Comme Debussy, Korngold adapte une œuvre d’un auteur symboliste belge – Rodenbach remplaçant ici Maeterlinck. Mais là où le compositeur français embrassait les évanescences impressionnistes, l’Autrichien exalte les contrastes foisonnants de l’expressionnisme, autour d’un lyrisme généreux et débordant. De quoi apporter à cette Ville morte, au sujet bien grave, un sens du drame toujours passionnant, où l’orchestre joue un rôle majeur. En ce domaine, on saluera le travail de Thomas Rösner à la tête d’un Orchestre national des Pays de la Loire parfaitement affûté dans cette partition difficile et merveilleux de poésie dans les passages lents. On pourra juste souhaiter, après le rodage de la première dimanche, davantage de respiration dans les pages rapides et davantage de relief pour les cellules rythmiques répétées comme autant de leitmotivs entêtants – souvent en contraste avec la mélodie principale.

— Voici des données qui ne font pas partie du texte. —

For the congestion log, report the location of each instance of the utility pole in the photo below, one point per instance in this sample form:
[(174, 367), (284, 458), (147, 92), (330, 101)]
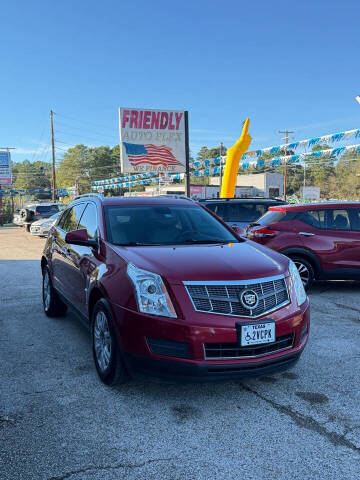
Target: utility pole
[(286, 139), (53, 181), (1, 200), (220, 153)]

Sur scène, Philipp Himmelmann imagine un décor astucieux en superposant sur deux étages jusqu’à six modules qui reproduisent, en un fascinant effet de miroir, un appartement étriqué. Figurant l’incapacité de Paul à vivre autrement que par le souvenir de sa femme défunte, cette nudité spartiate n’est constituée que d’un unique fauteuil et son luminaire associé. En chaque espace ainsi délimité et reproduit à l’identique, les différents personnages de l’action agissent ensemble mais ne se croisent jamais – une idée qui permet au spectateur d’imaginer immédiatement la pirouette finale, à savoir que tous les événements à venir se déroule dans le seul esprit perturbé de Paul. Si la mise en scène de Willy Decker apportait une infinie poésie dans la rêverie, Philipp Himmelmann insiste quant à lui non plus seulement sur la dualité entre la nécessité de vivre et la tentation du renoncement, mais sur l’opposition ardente entre le vif désir pour Marietta et le respect de la mémoire de la défunte Marie. Dans cette optique, l’étalage quasi orgiaque du deuxième acte prend tout son sens, renforcé par la mise en avant du contexte religieux autour d’une Brigitta grimée en bonne sœur ou du regard halluciné de Paul lors de la procession au dernier acte.
La brillante distribution permet d’éviter l’écueil habituel de ce type de mise en scène, à savoir la froideur de ces mises en situation où les personnages ne se touchent pas, évoluant chacun dans leur espace clos. Helena Juntunen (déjà acclamée à Nancy voilà cinq ans) compose ainsi une vibrante Marietta, impressionnante de présence physique comme de brio vocal. Eloquence de l’expression, pureté de la ligne de chant, conviction dans l’émission, elle reçoit une ovation amplement méritée à l’issue de la représentation. A ses côtés, si Daniel Kirch (Paul) met un peu de temps à se chauffer autour d’une faible projection et d’un timbre un peu terne, ses relatives faiblesses entrent parfaitement en résonnance avec son rôle. En fin de compte, son investissement constant, sa noblesse de style tout comme la souplesse des phrasés satisfont pleinement. Si Allen Boxer se montre tout à fait convainquant, c’est surtout la superlative Brigitta de Maria Riccarda Wesseling qui apporte beaucoup de saveur à son rôle, seulement gênée par quelques aigus forcés. On retiendra aussi, dans cette très belle affiche, les superbes graves moirés de John Chest (Fritz).
Un plateau vocal très convaincant pour un trop rare Korngold à la scène. Assurément un spectacle à ne pas manquer en ce début d’année!